Based on bacteria, paper and carbon fibre, the biological solar cell generates energy in a similar way to the Earth’s ecosystem

Biological solar
Choi’s micro-BSC assembly is compact and self-maintaining

The cells were developed by a team at Binghampton University, part of the State University of New York, and is intended specifically for powering lab-on-a-chip diagnostic devices, said research leader Seokheun Choi.

Such devices need a self-contained clean power source, and miniaturised biological solar cells (micro-BSCs) – where photosynthetic microorganisms are the key to electricity generation – are an attractive option because the microorganisms are self-assembling and self-maintaining.

However, Choi explains in a paper in the journal Lab on a Chip, their potential has not yet been realised because the only micro-BSCs that have been made so far have only produced power density outputs in the range of nW per cm — not enough for microfluidic devices — and have only lasted for a couple of hours.

Choi’s team has used a new architecture for their solar cells and has produced a system which, they claim, exhibited a greater power density than any micro-BSC system to date: a maximum output of 43.8µW per cm2, and even more significant, produced sustained power of around 18.6µW per cm2 during the day and around 11.3µW per cm2 at night for 20 days.

The device consisted of a film of a cyanobacterium — a type of simple single-celled plant that has existed on Earth for over 2.5 billion years — called Synechocystis.
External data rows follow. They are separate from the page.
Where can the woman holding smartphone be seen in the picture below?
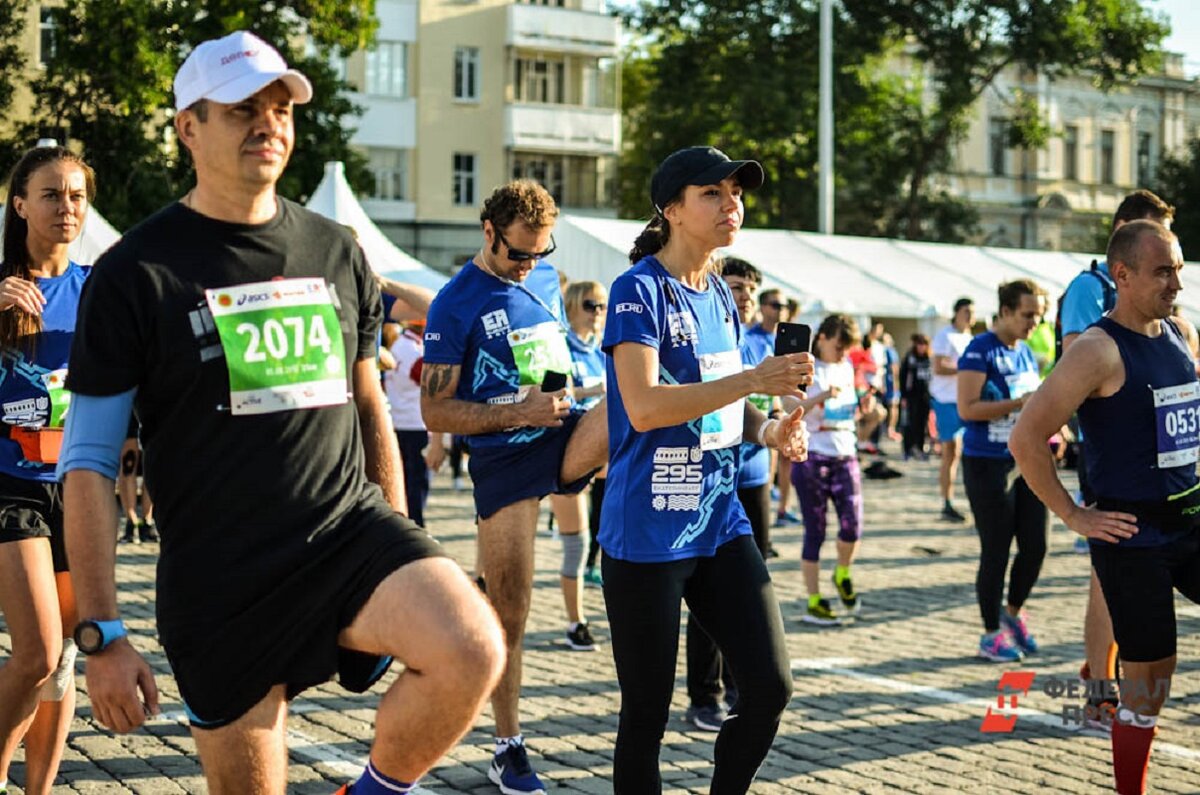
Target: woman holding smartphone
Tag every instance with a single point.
(49, 192)
(672, 527)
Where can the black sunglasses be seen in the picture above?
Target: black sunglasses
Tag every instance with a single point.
(517, 255)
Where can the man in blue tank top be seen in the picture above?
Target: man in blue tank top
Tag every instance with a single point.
(1132, 378)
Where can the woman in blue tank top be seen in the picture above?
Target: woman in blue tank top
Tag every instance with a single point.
(997, 372)
(672, 527)
(48, 196)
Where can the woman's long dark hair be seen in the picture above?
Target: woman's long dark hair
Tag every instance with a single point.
(16, 323)
(652, 239)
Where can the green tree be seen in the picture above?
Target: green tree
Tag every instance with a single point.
(965, 45)
(742, 75)
(109, 89)
(1177, 181)
(12, 66)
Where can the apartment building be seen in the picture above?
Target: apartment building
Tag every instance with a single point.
(465, 95)
(1104, 145)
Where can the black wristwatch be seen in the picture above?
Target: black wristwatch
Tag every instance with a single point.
(94, 637)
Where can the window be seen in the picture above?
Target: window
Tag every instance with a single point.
(1071, 153)
(466, 73)
(1108, 155)
(544, 169)
(388, 69)
(540, 81)
(1144, 168)
(997, 145)
(390, 171)
(463, 179)
(48, 30)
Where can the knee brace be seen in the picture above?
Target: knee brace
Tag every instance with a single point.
(55, 688)
(573, 554)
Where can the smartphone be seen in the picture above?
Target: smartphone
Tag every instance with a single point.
(553, 381)
(793, 338)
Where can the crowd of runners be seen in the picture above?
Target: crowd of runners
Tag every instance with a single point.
(292, 407)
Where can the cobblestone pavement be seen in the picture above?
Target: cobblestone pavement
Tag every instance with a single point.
(891, 704)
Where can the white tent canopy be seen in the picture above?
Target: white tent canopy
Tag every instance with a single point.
(863, 276)
(335, 199)
(97, 235)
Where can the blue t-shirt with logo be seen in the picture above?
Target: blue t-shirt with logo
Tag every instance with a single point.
(1009, 374)
(667, 497)
(755, 458)
(503, 334)
(587, 359)
(27, 376)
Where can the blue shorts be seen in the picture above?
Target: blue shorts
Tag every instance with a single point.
(949, 424)
(508, 473)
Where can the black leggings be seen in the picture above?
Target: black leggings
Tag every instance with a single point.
(732, 597)
(1002, 513)
(706, 669)
(917, 425)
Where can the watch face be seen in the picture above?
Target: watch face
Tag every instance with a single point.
(89, 638)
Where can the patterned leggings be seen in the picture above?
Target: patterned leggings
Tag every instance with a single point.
(817, 480)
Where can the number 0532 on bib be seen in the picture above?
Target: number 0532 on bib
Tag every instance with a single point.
(282, 344)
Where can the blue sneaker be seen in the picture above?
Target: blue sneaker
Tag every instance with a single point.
(514, 775)
(997, 647)
(1019, 629)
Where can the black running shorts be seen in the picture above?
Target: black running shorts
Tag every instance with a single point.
(33, 509)
(1139, 586)
(507, 474)
(225, 665)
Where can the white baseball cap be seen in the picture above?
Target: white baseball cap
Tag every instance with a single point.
(228, 70)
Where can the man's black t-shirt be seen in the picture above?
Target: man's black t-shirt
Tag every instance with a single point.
(243, 500)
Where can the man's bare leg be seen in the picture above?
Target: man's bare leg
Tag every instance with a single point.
(505, 544)
(251, 753)
(453, 651)
(1097, 631)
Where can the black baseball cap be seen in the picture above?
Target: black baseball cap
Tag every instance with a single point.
(700, 166)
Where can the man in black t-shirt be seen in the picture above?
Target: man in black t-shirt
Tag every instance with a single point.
(244, 328)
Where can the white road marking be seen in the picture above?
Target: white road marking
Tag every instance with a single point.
(841, 667)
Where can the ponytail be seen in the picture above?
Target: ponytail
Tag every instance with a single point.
(652, 239)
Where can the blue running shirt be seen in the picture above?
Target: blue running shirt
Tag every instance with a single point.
(669, 496)
(503, 334)
(24, 393)
(755, 458)
(1011, 374)
(588, 364)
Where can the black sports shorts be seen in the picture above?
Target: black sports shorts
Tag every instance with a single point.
(33, 509)
(509, 473)
(229, 664)
(1139, 585)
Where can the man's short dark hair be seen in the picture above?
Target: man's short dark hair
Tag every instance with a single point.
(739, 267)
(1125, 245)
(1143, 204)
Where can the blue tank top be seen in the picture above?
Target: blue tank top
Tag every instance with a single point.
(1141, 443)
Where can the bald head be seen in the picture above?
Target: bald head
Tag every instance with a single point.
(1127, 243)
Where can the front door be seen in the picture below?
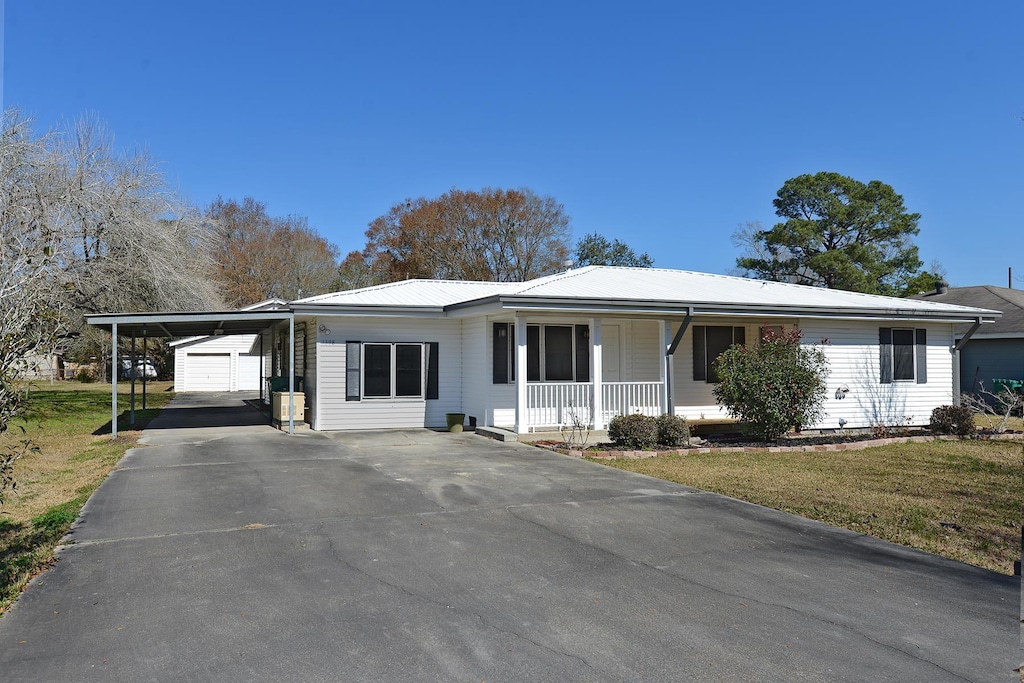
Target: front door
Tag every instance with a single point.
(610, 353)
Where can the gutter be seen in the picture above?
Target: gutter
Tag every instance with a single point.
(667, 308)
(970, 333)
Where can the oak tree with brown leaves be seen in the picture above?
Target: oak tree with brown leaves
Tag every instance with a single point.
(491, 235)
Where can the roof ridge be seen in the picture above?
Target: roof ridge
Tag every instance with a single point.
(564, 274)
(997, 292)
(384, 286)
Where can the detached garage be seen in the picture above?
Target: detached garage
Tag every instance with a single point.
(216, 364)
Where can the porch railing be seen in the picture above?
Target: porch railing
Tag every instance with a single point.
(552, 404)
(630, 397)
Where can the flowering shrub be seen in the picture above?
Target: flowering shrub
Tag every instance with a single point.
(774, 386)
(951, 420)
(633, 431)
(673, 430)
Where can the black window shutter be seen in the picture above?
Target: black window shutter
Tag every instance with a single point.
(699, 354)
(583, 352)
(353, 356)
(922, 343)
(886, 355)
(500, 345)
(432, 370)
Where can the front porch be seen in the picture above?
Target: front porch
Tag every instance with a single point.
(591, 404)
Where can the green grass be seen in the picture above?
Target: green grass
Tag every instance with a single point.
(957, 499)
(71, 425)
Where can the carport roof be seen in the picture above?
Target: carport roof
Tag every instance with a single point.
(189, 325)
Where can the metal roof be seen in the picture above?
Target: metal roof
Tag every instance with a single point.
(653, 291)
(724, 293)
(189, 325)
(409, 293)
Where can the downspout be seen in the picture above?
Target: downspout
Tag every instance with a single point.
(670, 359)
(291, 376)
(956, 367)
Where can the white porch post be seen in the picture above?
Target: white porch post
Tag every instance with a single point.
(114, 380)
(670, 371)
(595, 372)
(521, 415)
(665, 342)
(291, 375)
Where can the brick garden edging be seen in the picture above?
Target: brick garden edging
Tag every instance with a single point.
(819, 447)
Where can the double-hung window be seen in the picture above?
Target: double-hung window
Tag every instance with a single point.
(391, 370)
(902, 355)
(711, 341)
(554, 352)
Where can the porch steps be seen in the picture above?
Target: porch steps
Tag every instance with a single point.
(497, 433)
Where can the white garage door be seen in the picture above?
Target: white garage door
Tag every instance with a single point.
(248, 372)
(208, 372)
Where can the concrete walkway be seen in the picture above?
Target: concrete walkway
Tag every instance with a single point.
(240, 553)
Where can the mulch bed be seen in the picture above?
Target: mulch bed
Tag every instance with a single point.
(737, 442)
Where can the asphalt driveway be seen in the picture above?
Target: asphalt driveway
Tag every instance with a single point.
(240, 553)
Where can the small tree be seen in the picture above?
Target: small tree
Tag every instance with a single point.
(773, 386)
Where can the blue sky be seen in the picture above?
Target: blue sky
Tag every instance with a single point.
(666, 125)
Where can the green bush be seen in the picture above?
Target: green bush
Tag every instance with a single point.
(774, 386)
(673, 430)
(952, 420)
(633, 432)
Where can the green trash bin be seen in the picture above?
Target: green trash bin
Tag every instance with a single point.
(1000, 385)
(281, 383)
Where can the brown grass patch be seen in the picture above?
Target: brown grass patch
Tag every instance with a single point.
(70, 424)
(957, 499)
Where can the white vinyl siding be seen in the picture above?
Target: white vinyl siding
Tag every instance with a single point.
(476, 352)
(694, 399)
(853, 361)
(310, 378)
(333, 412)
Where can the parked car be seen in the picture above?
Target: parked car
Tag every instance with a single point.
(144, 368)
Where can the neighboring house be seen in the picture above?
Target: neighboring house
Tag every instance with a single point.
(220, 363)
(596, 342)
(995, 351)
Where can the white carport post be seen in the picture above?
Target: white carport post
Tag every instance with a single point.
(521, 414)
(114, 380)
(596, 364)
(291, 375)
(665, 335)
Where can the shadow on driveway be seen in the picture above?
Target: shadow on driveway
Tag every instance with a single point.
(244, 554)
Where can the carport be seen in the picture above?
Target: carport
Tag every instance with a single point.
(145, 325)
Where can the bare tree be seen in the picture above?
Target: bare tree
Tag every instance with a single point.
(1001, 404)
(31, 308)
(125, 232)
(260, 257)
(492, 235)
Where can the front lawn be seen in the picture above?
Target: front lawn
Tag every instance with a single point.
(70, 424)
(958, 499)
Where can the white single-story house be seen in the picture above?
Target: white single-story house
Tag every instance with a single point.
(997, 351)
(595, 342)
(588, 344)
(220, 363)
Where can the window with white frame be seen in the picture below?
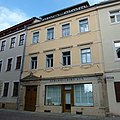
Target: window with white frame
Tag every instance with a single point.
(3, 45)
(66, 58)
(53, 95)
(18, 62)
(34, 62)
(50, 33)
(1, 65)
(49, 60)
(117, 48)
(9, 64)
(115, 16)
(5, 90)
(22, 39)
(85, 56)
(12, 44)
(35, 37)
(66, 30)
(83, 25)
(83, 95)
(15, 89)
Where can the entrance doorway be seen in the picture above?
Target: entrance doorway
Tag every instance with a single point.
(67, 98)
(30, 98)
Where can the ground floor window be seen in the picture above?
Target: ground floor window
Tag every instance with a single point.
(53, 95)
(83, 95)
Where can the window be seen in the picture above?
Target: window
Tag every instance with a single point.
(115, 16)
(22, 38)
(85, 55)
(3, 45)
(9, 64)
(117, 48)
(33, 62)
(53, 95)
(66, 60)
(15, 89)
(12, 45)
(5, 92)
(83, 25)
(35, 37)
(50, 34)
(83, 95)
(18, 62)
(0, 65)
(49, 60)
(117, 91)
(65, 30)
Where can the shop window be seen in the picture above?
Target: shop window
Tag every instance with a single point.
(83, 95)
(53, 95)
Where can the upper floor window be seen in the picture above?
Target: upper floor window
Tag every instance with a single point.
(66, 30)
(3, 45)
(85, 55)
(9, 64)
(50, 34)
(49, 60)
(117, 48)
(34, 62)
(18, 62)
(66, 59)
(5, 92)
(115, 16)
(35, 37)
(0, 65)
(15, 89)
(22, 39)
(12, 44)
(83, 25)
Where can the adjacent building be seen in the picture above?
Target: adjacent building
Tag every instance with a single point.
(12, 41)
(109, 16)
(63, 64)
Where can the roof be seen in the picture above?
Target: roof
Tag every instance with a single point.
(17, 27)
(65, 11)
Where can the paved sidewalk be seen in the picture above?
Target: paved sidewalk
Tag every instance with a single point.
(24, 115)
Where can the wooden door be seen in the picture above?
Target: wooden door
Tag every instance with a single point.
(30, 98)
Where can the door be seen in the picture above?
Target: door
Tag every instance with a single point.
(30, 98)
(67, 98)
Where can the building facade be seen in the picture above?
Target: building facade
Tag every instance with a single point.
(109, 16)
(12, 41)
(63, 66)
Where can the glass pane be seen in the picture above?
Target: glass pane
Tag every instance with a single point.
(67, 97)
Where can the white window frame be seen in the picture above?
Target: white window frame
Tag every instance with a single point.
(35, 36)
(34, 63)
(82, 19)
(23, 40)
(50, 60)
(2, 46)
(12, 43)
(67, 58)
(114, 48)
(3, 88)
(11, 64)
(115, 16)
(1, 65)
(52, 27)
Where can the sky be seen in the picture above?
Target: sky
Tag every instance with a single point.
(13, 12)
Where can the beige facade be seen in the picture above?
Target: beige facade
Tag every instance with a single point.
(109, 15)
(64, 62)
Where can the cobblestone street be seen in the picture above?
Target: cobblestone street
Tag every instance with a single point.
(23, 115)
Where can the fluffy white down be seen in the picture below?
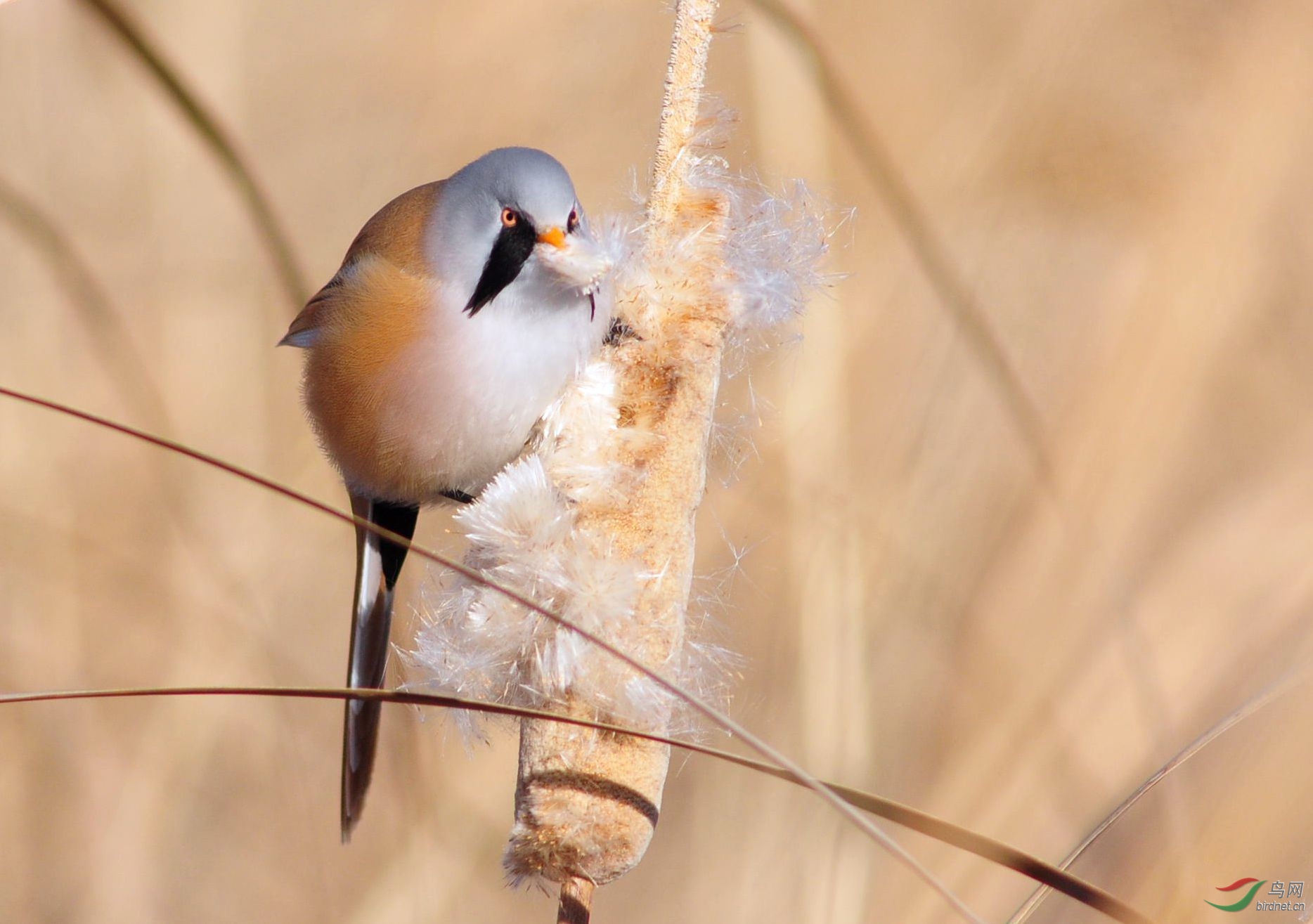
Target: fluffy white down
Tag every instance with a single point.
(523, 532)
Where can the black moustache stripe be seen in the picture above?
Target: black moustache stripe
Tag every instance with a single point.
(512, 247)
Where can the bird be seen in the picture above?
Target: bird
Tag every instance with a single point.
(460, 313)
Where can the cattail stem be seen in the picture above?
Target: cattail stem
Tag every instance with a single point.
(587, 802)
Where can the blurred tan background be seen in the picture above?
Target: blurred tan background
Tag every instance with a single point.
(1124, 188)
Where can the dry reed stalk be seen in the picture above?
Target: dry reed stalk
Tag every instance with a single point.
(587, 802)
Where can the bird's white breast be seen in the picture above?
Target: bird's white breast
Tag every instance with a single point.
(473, 387)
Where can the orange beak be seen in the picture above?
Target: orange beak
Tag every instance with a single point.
(555, 237)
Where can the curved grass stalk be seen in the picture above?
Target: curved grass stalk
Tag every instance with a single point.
(921, 234)
(720, 720)
(1246, 710)
(207, 125)
(898, 813)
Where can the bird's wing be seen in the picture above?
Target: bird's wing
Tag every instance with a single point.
(396, 235)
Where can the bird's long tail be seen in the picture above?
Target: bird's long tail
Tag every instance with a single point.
(378, 562)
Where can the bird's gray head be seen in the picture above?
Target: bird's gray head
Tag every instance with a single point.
(512, 216)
Living in fresh water, Synechocystis can generate energy during the day (via photosynthesis) and at night (by degradation of stored glucose by enzymes). Cyanobacteria tend to grow in biofilms, spontaneously organising themselves into colonies; such biofilms can be a nuisance in some situations.

Choi’s team grew the film on a carbon fibre cloth that had been coated with a conductive polymer, poly (3,4-ethylenedioxythiophene) polystyrene sulphonate, which acted as the anode in the solar cell. Completing the cell by adding a proton exchange membrane and air cathode and enclosing the whole thing in a thin gas-permeable and transparent silicone membrane, Choi and his PhD student, Lin Liu, constructed a cell with a volume of just 90µL that kept the cells alive and produced its record-breaking power density and longevity without the need for any additional fuel.

“The device will release biological photo-energy conversion technology from its restriction to conceptual research and advance its translational potential toward practical and sustainable power applications for point-of-care diagnostics to work independently and self-sustainably in limited-resource and remote regions,” Choi claimed.